This is clearly wrong because expr needs to be boxed first. Calling SymPy formatting routines are triggered by the formatting process of boxed expressions.

This is setting up a strawman or superficial argument only to be able to shoot it down.

The time spent adjusting the bar in a division I think is better spent towards getting to the skeleton of a possible solution. The plan that you wanted written down has you working on revising Boxing. When that is in place, we might be in an even better position to work on the boxing to formatting step needed in character-based printing.

This is clearly wrong because expr needs to be boxed first. Calling SymPy formatting routines are triggered from formatting boxes.

This is setting up a strawman or superficial argument only to be able to shoot it down.

Please, do not take this in a wrong way: the example was just a way to show some of the challenges in hooking up sympy.pretty: even at the level of symbols, a preprocessing must be done. Probably what is more easy to hook is the sympy.printing.pretty.stringpict.prettyForm, which is quite analogous to what I put in pane_text.

sympy.pretty works using a sympy.printing.pretty.PrettyPrinter object that does something similar to what I did in mathics.format.prettyprint.

The time spent adjusting the bar in a division I think is better spent towards getting to the skeleton of a possible solution. The plan that you wanted written down has you working on revising Boxing. When that is in place, we might be in an even better position to work on the boxing to formatting step needed in character-based printing.

OK, but the skeleton of the solution that I propose is already here: When an expression is wrapped by OutputForm (even if $Use2DOutputForm is set to False) the formatting process follows a sequence closer to the one (I think) WMA follows.

In any case, I wanted to put this here, because I will need it to present my case when I propose the other changes.

Please, do not take this in a wrong way: the example was just a way to show some of the challenges in hooking up sympy.pretty: even at the level of symbols, a preprocessing must be done.

I was aware of the challenges and the process well before you started this PR. "preprocessing" is the wrong word/concept. In the formatting process, objects like SymPy symbols get transformed to strings.
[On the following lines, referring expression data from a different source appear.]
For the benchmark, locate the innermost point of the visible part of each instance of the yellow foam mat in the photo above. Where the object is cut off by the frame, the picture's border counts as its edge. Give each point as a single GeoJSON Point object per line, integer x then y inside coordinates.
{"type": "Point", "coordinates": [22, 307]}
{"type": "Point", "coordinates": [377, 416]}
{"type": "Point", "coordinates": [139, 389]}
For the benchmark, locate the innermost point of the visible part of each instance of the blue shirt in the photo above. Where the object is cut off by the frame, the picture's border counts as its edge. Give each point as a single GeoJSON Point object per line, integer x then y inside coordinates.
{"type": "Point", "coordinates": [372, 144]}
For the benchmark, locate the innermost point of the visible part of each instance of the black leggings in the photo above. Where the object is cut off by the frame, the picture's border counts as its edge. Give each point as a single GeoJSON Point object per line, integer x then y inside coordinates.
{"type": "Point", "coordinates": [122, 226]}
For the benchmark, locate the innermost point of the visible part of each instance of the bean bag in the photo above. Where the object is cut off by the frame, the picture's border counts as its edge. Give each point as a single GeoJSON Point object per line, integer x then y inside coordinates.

Probably what is more easy to hook is the sympy.printing.pretty.stringpict.prettyForm, which is quite analogous to what I put in pane_text.
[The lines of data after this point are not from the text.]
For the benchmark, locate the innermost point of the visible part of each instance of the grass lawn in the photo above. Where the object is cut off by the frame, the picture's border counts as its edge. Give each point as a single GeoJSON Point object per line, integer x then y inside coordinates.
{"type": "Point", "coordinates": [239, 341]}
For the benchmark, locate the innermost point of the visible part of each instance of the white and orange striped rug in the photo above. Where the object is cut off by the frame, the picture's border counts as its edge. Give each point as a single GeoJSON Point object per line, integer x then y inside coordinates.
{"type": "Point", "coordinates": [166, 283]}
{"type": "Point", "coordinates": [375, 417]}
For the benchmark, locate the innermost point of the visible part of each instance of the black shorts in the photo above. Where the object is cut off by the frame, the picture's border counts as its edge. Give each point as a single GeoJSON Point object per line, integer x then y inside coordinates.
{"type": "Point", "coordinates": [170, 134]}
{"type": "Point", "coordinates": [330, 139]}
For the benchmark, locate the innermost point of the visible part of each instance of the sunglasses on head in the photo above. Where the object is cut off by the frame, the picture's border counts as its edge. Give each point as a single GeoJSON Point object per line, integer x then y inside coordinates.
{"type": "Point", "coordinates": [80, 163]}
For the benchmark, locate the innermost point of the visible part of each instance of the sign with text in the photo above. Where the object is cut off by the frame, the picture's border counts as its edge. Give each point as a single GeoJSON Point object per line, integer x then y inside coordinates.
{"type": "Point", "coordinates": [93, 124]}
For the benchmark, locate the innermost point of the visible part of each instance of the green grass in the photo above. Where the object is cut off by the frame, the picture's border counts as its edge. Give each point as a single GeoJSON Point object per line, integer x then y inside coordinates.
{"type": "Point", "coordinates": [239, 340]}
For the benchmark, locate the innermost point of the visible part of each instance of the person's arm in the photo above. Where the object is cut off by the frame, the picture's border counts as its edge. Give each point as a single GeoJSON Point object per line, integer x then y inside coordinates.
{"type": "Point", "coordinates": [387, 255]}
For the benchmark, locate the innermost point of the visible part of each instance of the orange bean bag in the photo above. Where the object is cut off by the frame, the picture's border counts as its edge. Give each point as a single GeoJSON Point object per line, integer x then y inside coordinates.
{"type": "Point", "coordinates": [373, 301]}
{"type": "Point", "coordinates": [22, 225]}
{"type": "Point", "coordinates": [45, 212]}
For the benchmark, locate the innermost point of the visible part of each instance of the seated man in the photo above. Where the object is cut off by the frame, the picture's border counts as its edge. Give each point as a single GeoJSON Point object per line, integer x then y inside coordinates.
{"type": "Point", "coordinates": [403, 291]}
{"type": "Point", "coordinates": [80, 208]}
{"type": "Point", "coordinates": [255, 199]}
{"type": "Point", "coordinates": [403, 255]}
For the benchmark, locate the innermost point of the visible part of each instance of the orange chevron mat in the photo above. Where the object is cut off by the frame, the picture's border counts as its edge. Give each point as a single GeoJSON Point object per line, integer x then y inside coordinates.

sympy.pretty works using a sympy.printing.pretty.PrettyPrinter object that does something similar to what I did in mathics.format.prettyprint.

Except more effort, time, and thought was probably put into the sympy.printing.pretty.PrettyPrinter object. It may be that it is more elucidating for you to write some code so you understand the basic concepts rather than look at someone else's code. For me though this kind of thing is more of a distraction and possibly a dangerous activity, because I get the feeling that if I don't mention something, this kind of thing will get into the code base and then we'll want to remove it later on. We have seen this kind of thing too often. Furthermore, we haven't dug out of the previous messes fully yet.

OK, but the skeleton of the solution that I propose is already here: When an expression is wrapped by OutputForm (even if $Use2DOutputForm is set to False) the formatting process follows a sequence closer to the one (I think) WMA follows.

There are probably very many situations that aren't covered and haven't been considered. And in the first few things I tried, I saw differences.

BTW, I don't like the term "2D". This is character-based output. Most output, such as SVG, MathML, and LaTeX, is 2D.

In any case, I wanted to put this here, because I will need it to present my case when I propose the other changes.

Personally, I would prefer if you discuss what changes you want to propose at a high level first. If I need detailed code to understand, then we can code this out. If you need to write some sample code for yourself , sure do that. But unless others express interest in seeing this, these branches don't help me in a positive way. Rather, it feels negative because I see flailing about where it feels to me there shouldn't be flailing like this.

In my view, the developer docs describe in pretty good detail how the system transforms M-expressions to boxed-expressions, and then to formatted output.

OK, but for naming functions, it would be a little bit long, isn't it? Here I didn´t want to call it "OutputForm", because in all the other places, "OutputForm" is still a "one-dimensional using only keyboard characters" which most of the time is the same than InputForm, but with spaces between infix operators and operands.

In any case, the question is: supposing we found and agree on an implementation of this "two-dimensional using only keyboard characters", is it something that we want to have (at least optional) available in the command line interface?

I guess what I was trying to say is that if you have to drop something in the description, dropping "character-based" is bad, in the same way that condensing "strawberry" to "straw" rather than "berry" is not helpful.
"Character2D" is not too long. But the word "character" is as important as 2D.

In any case, the question is: supposing we found and agree on an implementation of this "two-dimensional using only keyboard characters", is it something that we want to have (at least optional) available in the command line interface?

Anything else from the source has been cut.